Magazine Moyen-Orient

Maroc : la mobilisation des enseignants, reflet d’une crise profonde

Une lecture sociologique de la contestation des enseignants

Au Maroc, les jeunes qui intègrent l’enseignement public sont issus de familles modestes et des espaces de la marge. Ils sont attachés à l’idée de devenir des fonctionnaires pour garantir un emploi et un revenu stables. Dans ce sens, les espaces de la marge apparaissent comme des territoires de résistance des groupes sociaux revendiquant leurs droits dans le royaume post-« printemps arabes » de 2011. Avec le Hirak des enseignants, c’est une forme d’expertise contestataire qui s’est déplacée avec ces jeunes qui composent désormais la majeure partie du corps professoral. Ces contestations sont une manière de multiplier les attentes sociales et les revendications collectives, et ces formes sont les expressions d’une mutation de la voix de la rue (2). Le Hirak a ouvert une nouvelle perspective pour analyser la question sociale au Maroc. D’ailleurs, le terme « hirak » vient de la racine arabe harraka, qui veut dire « bouger ».

Le Hirak est devenu un espace-temps-mémoire, un moment historique qui représente un contexte particulier, à travers des événements dans lesquels les enseignants produisent leur propre historicité de leur territoire.
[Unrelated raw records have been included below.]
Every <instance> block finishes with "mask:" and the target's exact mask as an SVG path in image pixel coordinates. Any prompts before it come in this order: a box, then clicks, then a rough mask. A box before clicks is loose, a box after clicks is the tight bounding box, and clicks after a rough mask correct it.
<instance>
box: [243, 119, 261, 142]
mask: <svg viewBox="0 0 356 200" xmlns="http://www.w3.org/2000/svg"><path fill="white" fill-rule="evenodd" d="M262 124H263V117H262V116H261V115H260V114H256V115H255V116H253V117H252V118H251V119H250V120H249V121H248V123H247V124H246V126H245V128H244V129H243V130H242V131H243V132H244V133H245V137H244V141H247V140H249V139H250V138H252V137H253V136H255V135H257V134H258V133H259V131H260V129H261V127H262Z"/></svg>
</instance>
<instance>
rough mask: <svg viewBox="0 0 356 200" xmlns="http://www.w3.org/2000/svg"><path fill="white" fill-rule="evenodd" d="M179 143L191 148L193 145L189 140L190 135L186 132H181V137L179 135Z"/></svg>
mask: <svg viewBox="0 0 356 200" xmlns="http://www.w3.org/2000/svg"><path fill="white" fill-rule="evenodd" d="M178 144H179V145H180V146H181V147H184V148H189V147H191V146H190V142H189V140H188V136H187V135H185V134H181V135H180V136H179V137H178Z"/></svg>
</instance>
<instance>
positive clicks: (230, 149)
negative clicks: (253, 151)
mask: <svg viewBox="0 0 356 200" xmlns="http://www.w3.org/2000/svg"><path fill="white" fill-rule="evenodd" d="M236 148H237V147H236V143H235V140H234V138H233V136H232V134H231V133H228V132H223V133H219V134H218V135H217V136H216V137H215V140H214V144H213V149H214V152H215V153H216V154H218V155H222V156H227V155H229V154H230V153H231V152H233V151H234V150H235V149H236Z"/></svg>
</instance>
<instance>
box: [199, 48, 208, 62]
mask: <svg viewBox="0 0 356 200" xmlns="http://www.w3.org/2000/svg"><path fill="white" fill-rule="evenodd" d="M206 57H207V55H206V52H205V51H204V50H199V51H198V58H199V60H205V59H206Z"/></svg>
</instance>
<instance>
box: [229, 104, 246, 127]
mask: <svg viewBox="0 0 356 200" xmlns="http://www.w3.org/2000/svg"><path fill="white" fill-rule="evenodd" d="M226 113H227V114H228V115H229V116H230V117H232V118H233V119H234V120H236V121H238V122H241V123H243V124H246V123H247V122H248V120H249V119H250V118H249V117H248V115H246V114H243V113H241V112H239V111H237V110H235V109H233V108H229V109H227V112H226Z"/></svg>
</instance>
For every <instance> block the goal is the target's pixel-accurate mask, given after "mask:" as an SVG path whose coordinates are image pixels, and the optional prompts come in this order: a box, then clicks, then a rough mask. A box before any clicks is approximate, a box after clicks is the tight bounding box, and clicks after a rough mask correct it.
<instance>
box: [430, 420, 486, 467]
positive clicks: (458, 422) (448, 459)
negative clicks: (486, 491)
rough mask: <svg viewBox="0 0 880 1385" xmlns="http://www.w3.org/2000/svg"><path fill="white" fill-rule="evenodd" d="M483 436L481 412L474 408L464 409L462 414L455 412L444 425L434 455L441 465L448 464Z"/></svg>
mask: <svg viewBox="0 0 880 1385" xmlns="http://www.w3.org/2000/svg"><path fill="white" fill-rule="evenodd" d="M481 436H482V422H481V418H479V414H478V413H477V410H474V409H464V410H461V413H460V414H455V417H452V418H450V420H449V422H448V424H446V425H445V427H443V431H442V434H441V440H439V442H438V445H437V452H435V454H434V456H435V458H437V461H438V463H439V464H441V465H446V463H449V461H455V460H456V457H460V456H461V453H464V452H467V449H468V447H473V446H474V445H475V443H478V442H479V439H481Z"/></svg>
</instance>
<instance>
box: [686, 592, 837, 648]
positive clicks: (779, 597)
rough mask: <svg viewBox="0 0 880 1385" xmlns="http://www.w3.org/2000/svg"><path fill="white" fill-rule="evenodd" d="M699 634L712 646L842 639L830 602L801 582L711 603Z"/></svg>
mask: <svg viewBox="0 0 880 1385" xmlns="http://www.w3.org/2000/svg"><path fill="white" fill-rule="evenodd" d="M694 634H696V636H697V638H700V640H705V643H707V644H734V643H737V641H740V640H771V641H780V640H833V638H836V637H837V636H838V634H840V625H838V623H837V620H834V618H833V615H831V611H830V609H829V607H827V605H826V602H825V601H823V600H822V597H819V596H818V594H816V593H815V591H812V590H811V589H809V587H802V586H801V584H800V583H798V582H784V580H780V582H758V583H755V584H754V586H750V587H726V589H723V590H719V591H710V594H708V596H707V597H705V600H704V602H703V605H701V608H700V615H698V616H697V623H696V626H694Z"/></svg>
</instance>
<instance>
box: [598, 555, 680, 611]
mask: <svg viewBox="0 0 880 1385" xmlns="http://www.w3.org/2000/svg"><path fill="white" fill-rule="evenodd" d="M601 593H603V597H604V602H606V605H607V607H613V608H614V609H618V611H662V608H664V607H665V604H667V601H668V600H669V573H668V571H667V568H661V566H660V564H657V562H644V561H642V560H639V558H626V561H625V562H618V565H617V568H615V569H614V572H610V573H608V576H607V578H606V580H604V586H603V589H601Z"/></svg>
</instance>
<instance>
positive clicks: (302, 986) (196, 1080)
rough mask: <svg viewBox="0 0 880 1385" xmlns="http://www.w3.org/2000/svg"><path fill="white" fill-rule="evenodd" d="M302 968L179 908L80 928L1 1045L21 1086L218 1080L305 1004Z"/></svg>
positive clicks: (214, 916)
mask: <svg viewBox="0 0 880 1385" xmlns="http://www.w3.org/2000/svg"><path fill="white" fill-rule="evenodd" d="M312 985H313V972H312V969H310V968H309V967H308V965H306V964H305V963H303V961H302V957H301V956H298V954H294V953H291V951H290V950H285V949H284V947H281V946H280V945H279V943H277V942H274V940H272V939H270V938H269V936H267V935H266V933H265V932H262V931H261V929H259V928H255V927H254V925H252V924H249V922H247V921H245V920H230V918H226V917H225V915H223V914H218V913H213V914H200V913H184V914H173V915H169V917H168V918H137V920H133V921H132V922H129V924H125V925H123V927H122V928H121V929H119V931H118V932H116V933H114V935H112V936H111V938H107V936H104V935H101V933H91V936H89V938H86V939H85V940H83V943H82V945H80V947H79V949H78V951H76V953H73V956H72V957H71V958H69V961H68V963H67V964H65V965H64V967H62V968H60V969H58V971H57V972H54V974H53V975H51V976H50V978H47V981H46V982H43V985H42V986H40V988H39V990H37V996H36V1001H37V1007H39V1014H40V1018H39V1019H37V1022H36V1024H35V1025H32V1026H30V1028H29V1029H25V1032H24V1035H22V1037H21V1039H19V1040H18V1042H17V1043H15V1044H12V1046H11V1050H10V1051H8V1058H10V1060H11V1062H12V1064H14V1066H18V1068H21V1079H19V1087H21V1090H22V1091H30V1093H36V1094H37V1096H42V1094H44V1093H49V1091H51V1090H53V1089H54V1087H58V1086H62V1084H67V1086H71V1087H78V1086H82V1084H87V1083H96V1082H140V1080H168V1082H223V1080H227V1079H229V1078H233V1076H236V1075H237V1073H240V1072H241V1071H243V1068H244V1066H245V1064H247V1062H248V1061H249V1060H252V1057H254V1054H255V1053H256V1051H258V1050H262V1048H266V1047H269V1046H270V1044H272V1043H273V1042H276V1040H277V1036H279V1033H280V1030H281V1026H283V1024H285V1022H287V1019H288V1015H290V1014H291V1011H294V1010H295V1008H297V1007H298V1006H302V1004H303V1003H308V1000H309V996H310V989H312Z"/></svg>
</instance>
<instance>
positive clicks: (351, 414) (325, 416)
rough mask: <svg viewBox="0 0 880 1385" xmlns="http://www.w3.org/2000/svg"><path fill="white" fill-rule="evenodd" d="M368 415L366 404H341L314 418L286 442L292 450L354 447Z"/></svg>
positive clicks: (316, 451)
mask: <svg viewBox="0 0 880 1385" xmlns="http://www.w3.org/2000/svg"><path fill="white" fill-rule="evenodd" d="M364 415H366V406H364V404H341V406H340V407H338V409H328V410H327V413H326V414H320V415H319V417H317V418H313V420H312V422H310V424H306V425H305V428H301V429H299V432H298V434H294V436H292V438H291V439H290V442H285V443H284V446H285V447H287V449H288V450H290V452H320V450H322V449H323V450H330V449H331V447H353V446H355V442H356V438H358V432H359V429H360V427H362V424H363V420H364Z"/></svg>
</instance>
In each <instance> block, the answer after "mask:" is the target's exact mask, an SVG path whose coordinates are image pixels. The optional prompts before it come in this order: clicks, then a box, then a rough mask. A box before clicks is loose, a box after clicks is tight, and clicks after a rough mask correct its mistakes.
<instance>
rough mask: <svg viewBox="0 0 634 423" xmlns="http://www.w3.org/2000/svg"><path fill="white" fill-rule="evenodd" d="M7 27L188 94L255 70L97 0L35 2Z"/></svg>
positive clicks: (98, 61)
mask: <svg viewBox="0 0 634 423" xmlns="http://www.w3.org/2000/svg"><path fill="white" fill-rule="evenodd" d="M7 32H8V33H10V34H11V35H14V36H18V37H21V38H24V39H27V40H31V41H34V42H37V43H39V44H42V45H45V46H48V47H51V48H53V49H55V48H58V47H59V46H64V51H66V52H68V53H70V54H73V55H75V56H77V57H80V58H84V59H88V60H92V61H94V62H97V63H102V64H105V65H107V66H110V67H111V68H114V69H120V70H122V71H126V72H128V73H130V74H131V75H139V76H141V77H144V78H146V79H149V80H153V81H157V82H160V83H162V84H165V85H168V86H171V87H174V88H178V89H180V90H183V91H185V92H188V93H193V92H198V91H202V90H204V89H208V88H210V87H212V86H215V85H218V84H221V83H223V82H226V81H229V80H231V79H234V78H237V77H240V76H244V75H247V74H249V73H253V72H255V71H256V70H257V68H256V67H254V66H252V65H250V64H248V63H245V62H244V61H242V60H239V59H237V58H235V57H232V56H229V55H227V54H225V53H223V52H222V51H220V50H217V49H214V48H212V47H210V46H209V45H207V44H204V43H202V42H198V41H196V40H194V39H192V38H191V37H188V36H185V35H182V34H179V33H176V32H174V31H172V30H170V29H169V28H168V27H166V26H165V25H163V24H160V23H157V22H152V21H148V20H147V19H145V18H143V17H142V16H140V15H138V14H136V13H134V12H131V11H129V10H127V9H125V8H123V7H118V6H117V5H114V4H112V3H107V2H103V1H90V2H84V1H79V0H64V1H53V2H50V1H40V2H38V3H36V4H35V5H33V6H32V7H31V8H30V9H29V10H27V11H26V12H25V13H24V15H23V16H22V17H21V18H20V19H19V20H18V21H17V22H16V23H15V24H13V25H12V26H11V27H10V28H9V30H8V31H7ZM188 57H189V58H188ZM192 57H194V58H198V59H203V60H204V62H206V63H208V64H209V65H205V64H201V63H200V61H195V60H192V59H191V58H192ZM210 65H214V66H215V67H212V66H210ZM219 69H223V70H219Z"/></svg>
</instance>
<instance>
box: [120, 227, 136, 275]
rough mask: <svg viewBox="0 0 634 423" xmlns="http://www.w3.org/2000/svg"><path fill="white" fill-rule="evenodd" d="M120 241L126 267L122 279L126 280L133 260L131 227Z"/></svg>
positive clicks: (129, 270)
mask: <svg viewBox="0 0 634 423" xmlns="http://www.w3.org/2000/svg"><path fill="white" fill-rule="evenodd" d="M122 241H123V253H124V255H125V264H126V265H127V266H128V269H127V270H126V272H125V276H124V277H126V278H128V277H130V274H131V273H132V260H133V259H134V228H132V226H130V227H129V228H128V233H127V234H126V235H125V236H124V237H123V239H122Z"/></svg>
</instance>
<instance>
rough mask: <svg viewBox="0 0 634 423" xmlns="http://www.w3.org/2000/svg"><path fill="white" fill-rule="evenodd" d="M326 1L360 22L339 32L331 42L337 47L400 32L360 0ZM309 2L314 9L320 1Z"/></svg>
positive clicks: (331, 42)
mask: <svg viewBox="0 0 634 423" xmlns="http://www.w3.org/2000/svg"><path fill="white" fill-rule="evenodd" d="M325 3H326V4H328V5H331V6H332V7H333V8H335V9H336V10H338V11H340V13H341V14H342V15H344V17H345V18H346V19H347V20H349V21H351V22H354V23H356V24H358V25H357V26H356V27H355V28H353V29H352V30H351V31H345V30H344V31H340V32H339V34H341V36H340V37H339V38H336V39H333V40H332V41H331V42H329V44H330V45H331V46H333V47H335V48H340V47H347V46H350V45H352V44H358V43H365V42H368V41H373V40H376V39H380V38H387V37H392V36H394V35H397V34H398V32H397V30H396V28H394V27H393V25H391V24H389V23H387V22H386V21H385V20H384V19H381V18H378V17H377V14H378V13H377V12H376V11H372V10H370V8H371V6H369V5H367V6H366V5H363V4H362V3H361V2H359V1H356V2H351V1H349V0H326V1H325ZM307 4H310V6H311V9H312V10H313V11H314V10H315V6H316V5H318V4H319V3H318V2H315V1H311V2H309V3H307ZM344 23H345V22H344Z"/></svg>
Il s’agit de créer une « communitas existentielle », ce qui leur permet de se forger une façon de vivre et de se sentir en communauté d’enseignants attaqués par le gouvernement, à travers laquelle le Hirak donne forme à cette communauté imaginée. Les acteurs agissent comme des individus qui se coordonnent selon un intérêt commun ; ils remettent en cause les institutions d’intermédiation (les syndicats).

Les acteurs puisent leur sens d’engagement à partir d’un lieu commun, d’un répertoire émotionnel, et c’est dans ce sens que le particularisme fonctionne comme mobilisateur. Certains de ces acteurs disent : « On n’est pas comme les anciens qui acceptaient tout ». La référence au passé n’a pas pour fonction de contempler ce qui relève des moments historiques ; au contraire, ils investissent le passé comme une source de référence qui alimente leur action collective présente, d’une part, mais qui donne sens au sentiment d’appartenance, d’autre part. Le répertoire collectif fait que les acteurs sélectionnent des éléments de la mémoire qu’ils jugent positifs pour donner sens à leur action, alors que le passé offre des opportunités politiques pour agir.

La mobilisation des enseignants du public fait émerger deux rapports de force : l’un central et l’autre de la marge. Et par un jeu d’affrontements incessants, les deux « trouvent les uns dans les autres, de manière à former chaîne ou système, ou, au contraire, les décalages, les contradictions qui les isolent les uns des autres ; les stratégies enfin dans lesquelles ils prennent effet, et dont le dessin général ou la cristallisation institutionnelle prennent corps dans les appareils étatiques, dans la formulation de la loi, dans les hégémonies sociales… » (3). Cependant, l’État a sa logique, et depuis l’arrêt de Hirak, les autorités en coordination avec le ministère de l’Intérieur recensent les acteurs engagés dans la contestation. Une centaine est suspendue, avec un salaire gelé. Le pouvoir surveille, isole et punit.

Les coordinations se sont engagées pour renforcer leur position dans le conflit et entreprendre la défense des intérêts, notamment financiers et juridiques. Ce conflit donne à voir la notion de l’engagement qui est devenue le mot d’ordre pour distinguer les vrais enseignants des intrus. L’action collective des coordinations fait s’interroger sur l’immobilisme au Maroc, marqué par un silence généralisé des acteurs politiques vis-à-vis du recul des Droits de l’homme et économiques. Le mouvement des enseignants a tenté de briser ce silence et d’ouvrir la voie vers des perspectives multiples de l’action collective. 

Notes

(1) Abdelfattah Nissabouri, « L’arabisation : politique et enjeu de pouvoir au Maroc », in Martine Schuwer (dir.), Parole et Pouvoir : Enjeux politiques et identitaires, PUR, 2005, p. 213-238.

(2) Abderrahmane Rachik, La société contre l’État : Mouvements sociaux et stratégie de la rue au Maroc, La Croisée des Chemins, 2018.

(3) Michel Foucault, Dits et écrits, Gallimard, 1975.

Légende de la photo en première page : École élémentaire dans une région isolée près de Rissani, dans l’est du Maroc, en 2012. © Shutterstock/Salvador Aznar

Article paru dans la revue Moyen-Orient n°62, « Maroc : un royaume en mutation », Avril-Juin 2024.